Le luxe londonien à la hausse 

Cette année, l'augmentation du prix de l'immobilier de luxe à Londres a connu un ralentissement, ce qui n'a pourtant pas découragé les promoteurs d'établir des plans en vue d'une augmentation des ventes.

Leur estimation du nombre d’habitations de luxe qui seront construites dans la décennie à venir est passée de 15 000 en 2012 à 20 000 cette année.  Alors que certains observateurs estiment avec inquiétude que les programmes du gouvernement britannique pour encourager la propriété individuelle alimentent une bulle immobilière, l'augmentation des prix constitue surtout un problème pour les personnes souhaitant accéder à la propriété au bas de l’échelle.

Le ralentissement de l'activité économique mondiale continue à peser légèrement sur le marché londonien, pourtant notoirement insensible à la crise : l'augmentation annuelle de 6,8 % du prix des habitations de luxe relevée en octobre a été la plus faible en quatre ans. Les promoteurs, quant à eux, craignent que l'augmentation des coûts de la construction engendre une chute de leurs bénéfices.

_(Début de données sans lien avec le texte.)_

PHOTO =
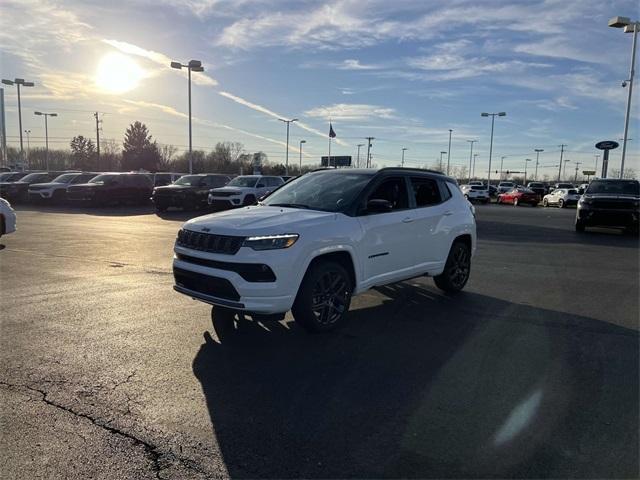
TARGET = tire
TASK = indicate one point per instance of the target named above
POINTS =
(457, 269)
(223, 320)
(324, 297)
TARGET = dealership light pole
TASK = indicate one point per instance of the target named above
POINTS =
(286, 157)
(629, 27)
(449, 152)
(19, 82)
(493, 119)
(537, 150)
(358, 157)
(471, 142)
(192, 66)
(46, 133)
(526, 162)
(301, 142)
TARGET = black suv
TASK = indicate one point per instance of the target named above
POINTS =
(109, 188)
(610, 203)
(189, 192)
(18, 190)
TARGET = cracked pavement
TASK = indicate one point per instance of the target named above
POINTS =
(107, 373)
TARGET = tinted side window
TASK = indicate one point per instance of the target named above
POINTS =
(425, 191)
(394, 190)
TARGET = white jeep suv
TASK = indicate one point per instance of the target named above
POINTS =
(243, 190)
(323, 237)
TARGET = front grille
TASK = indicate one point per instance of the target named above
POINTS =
(224, 194)
(615, 204)
(207, 242)
(214, 286)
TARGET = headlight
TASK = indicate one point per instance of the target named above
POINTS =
(271, 242)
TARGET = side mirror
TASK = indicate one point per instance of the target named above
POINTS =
(379, 205)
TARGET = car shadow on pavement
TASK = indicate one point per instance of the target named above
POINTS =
(513, 232)
(426, 385)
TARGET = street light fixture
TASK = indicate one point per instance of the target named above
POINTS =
(301, 142)
(537, 150)
(192, 66)
(286, 161)
(629, 27)
(46, 133)
(493, 119)
(18, 82)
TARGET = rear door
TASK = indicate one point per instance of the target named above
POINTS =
(388, 242)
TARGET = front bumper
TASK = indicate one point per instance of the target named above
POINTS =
(230, 289)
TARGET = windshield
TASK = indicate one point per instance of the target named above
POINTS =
(325, 191)
(248, 181)
(615, 187)
(65, 178)
(102, 178)
(34, 177)
(191, 180)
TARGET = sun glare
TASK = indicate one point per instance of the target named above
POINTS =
(118, 73)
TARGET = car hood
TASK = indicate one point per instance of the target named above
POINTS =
(230, 189)
(259, 220)
(176, 188)
(49, 184)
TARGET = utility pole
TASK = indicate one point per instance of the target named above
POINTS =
(368, 139)
(537, 150)
(561, 155)
(470, 156)
(358, 158)
(449, 152)
(97, 139)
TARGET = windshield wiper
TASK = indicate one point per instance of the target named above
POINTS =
(290, 205)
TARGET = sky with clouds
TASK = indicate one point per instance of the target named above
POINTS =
(404, 72)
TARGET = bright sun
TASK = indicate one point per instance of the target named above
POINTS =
(118, 73)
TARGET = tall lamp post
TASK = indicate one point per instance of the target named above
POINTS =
(286, 160)
(629, 27)
(526, 162)
(493, 119)
(19, 82)
(441, 153)
(28, 132)
(192, 66)
(537, 150)
(46, 133)
(470, 157)
(301, 142)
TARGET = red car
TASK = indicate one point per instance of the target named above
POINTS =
(519, 196)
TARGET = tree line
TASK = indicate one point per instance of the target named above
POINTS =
(139, 151)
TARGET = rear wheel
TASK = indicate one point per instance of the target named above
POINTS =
(324, 297)
(457, 269)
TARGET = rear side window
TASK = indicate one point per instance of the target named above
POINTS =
(426, 191)
(394, 190)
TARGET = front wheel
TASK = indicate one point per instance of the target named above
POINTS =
(324, 297)
(456, 270)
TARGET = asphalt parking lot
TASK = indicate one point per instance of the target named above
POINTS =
(533, 371)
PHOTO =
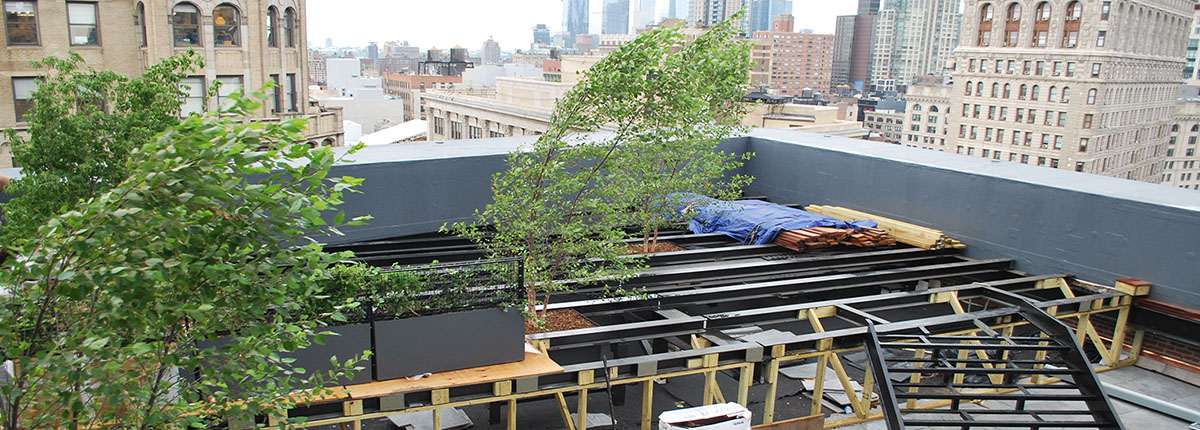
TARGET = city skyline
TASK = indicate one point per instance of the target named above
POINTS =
(443, 24)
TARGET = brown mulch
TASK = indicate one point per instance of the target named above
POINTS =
(663, 246)
(558, 321)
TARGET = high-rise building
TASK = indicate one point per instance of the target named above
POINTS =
(1192, 69)
(643, 15)
(843, 49)
(491, 52)
(706, 13)
(912, 37)
(616, 17)
(763, 11)
(798, 60)
(575, 18)
(1081, 85)
(244, 47)
(541, 35)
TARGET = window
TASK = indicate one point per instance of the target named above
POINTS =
(229, 85)
(23, 96)
(185, 22)
(193, 95)
(289, 28)
(226, 27)
(276, 96)
(83, 27)
(21, 22)
(292, 93)
(141, 21)
(273, 27)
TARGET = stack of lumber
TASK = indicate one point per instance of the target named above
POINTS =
(825, 237)
(903, 232)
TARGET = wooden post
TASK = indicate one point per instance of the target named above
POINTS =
(647, 404)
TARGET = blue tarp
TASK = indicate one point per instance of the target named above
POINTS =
(753, 222)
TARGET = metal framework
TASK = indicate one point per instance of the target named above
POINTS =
(822, 305)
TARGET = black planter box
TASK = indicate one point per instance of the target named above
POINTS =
(351, 341)
(449, 341)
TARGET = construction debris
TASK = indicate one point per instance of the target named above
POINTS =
(904, 232)
(825, 237)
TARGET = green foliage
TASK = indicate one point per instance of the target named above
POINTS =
(107, 303)
(562, 204)
(82, 127)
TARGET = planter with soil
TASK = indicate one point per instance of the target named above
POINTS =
(447, 317)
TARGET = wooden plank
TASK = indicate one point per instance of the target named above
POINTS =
(534, 364)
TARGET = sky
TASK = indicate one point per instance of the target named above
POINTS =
(468, 23)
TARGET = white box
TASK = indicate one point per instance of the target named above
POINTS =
(712, 417)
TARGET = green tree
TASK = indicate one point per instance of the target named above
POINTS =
(204, 238)
(672, 124)
(82, 127)
(562, 204)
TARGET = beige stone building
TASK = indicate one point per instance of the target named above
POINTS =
(1081, 85)
(1182, 165)
(245, 43)
(928, 115)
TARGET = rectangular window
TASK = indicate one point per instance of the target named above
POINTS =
(229, 85)
(23, 96)
(21, 22)
(83, 24)
(193, 99)
(276, 95)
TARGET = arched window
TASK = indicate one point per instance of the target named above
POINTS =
(1074, 11)
(1043, 12)
(985, 17)
(226, 25)
(185, 22)
(142, 24)
(289, 28)
(273, 27)
(1014, 11)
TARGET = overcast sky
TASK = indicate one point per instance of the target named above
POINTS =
(447, 23)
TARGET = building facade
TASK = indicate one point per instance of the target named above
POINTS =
(1083, 85)
(409, 89)
(912, 37)
(245, 43)
(1181, 167)
(928, 112)
(798, 60)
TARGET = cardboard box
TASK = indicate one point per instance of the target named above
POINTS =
(712, 417)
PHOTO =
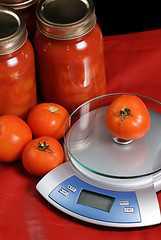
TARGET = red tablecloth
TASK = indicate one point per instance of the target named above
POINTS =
(133, 64)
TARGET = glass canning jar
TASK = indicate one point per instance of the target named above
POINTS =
(69, 52)
(28, 9)
(17, 65)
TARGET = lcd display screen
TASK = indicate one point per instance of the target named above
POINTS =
(96, 200)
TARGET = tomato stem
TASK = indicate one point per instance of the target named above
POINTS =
(53, 109)
(42, 146)
(124, 112)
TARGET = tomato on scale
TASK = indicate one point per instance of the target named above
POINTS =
(127, 118)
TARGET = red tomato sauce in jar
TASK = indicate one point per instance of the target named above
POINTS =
(70, 64)
(17, 67)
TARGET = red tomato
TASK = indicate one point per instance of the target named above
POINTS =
(128, 118)
(14, 135)
(42, 155)
(48, 119)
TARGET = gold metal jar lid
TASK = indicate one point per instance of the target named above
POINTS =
(13, 32)
(65, 19)
(18, 4)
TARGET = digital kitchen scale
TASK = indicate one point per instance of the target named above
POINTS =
(104, 182)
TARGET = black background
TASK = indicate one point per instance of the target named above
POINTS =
(116, 18)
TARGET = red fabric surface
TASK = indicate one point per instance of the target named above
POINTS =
(133, 64)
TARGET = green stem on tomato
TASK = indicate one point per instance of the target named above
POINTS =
(124, 112)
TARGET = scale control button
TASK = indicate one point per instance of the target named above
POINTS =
(124, 203)
(71, 188)
(129, 210)
(63, 191)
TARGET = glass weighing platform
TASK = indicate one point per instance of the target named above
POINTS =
(104, 182)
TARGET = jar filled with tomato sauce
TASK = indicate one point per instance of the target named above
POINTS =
(28, 9)
(17, 65)
(69, 52)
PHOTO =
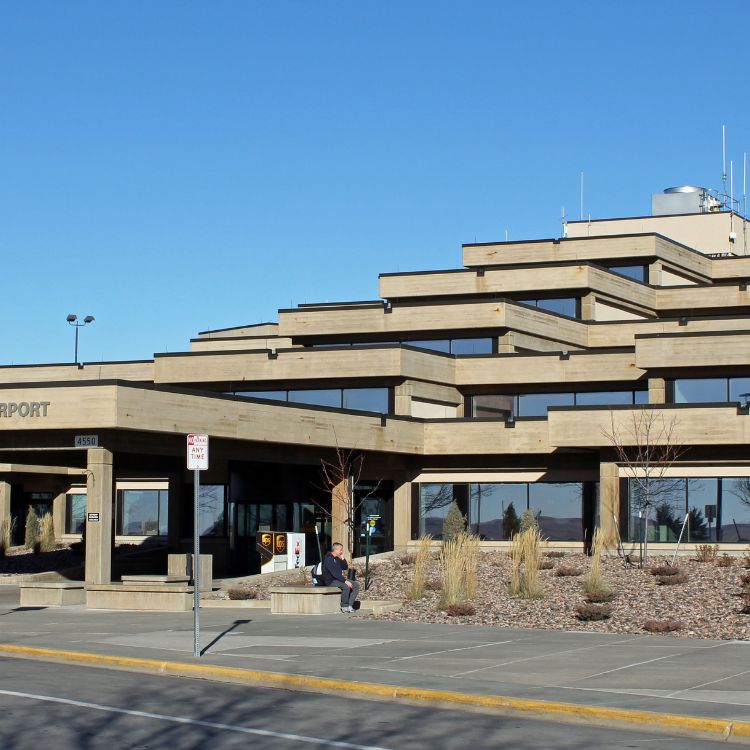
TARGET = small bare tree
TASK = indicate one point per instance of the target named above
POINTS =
(647, 446)
(339, 478)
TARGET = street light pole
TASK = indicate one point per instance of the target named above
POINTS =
(72, 320)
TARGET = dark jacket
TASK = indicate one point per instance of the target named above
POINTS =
(333, 569)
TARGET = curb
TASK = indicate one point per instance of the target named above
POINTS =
(717, 729)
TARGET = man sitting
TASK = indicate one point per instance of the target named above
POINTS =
(334, 566)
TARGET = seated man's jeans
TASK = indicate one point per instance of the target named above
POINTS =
(348, 595)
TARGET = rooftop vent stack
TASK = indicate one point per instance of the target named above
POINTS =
(685, 199)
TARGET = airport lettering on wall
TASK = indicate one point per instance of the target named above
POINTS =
(24, 409)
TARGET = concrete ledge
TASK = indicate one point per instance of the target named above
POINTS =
(305, 600)
(724, 730)
(155, 597)
(52, 594)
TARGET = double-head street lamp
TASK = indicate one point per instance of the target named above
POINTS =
(73, 320)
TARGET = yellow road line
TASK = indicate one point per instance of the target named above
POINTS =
(737, 731)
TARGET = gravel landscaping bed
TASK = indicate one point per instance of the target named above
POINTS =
(708, 603)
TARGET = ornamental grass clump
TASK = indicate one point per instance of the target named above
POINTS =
(31, 535)
(421, 562)
(47, 533)
(594, 581)
(525, 555)
(458, 566)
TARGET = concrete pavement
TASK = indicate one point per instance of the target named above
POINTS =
(630, 672)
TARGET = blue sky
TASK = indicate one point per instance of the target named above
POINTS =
(174, 166)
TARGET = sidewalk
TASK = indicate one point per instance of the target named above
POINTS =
(667, 675)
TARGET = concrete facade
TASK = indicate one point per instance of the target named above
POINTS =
(492, 386)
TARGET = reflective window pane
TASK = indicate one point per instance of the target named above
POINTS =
(604, 398)
(437, 345)
(739, 389)
(76, 514)
(637, 273)
(558, 507)
(471, 346)
(434, 502)
(493, 405)
(496, 509)
(536, 404)
(734, 511)
(366, 399)
(700, 390)
(317, 397)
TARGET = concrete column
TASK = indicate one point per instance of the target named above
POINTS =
(657, 391)
(99, 499)
(58, 513)
(609, 499)
(339, 513)
(4, 501)
(401, 515)
(402, 399)
(654, 273)
(588, 307)
(505, 343)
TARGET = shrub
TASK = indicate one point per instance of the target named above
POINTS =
(600, 597)
(664, 570)
(31, 535)
(662, 626)
(567, 570)
(47, 533)
(706, 552)
(675, 580)
(460, 609)
(421, 561)
(525, 553)
(454, 524)
(239, 594)
(591, 612)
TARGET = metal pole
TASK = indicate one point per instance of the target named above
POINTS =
(196, 568)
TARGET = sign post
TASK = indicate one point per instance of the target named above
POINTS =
(197, 460)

Les promoteurs continuent cependant d’espérer construire pour plus de 50 milliards de livres Sterling en maisons neuves d'ici 10 ans. Quant au qualificatif de « luxe », il vient d'être redéfini à la hausse, passant de 11 830  livres sterling à 13 450  livres sterling par mètre carré l'année dernière.

Les acheteurs de propriétés nantis pourraient cependant avoir une désagréable surprise : les autorités fiscales envisagent de taxer les plus-values réalisées par les non-résidents possédant des résidences secondaires au Royaume-Uni. Cette disposition pourrait modérer la demande à court terme et faire diminuer la valeur des biens pour les propriétaires actuels, mais aussi créer des opportunités pour les Britanniques les plus aisés qui souhaitent acquérir un appartement dans le Grand Londres pour un prix revu à la baisse.

En parallèle, le prix de l'immobilier le plus élevé à Londres s'est stabilisé. Le courtier Savills estime en effet que les maisons valant plus de 15 millions de livres sterling n'ont quasiment pas gagné en valeur au cours de 2013, de nombreux acheteurs fortunés se montrant plus regardants et en voulant plus pour leur argent.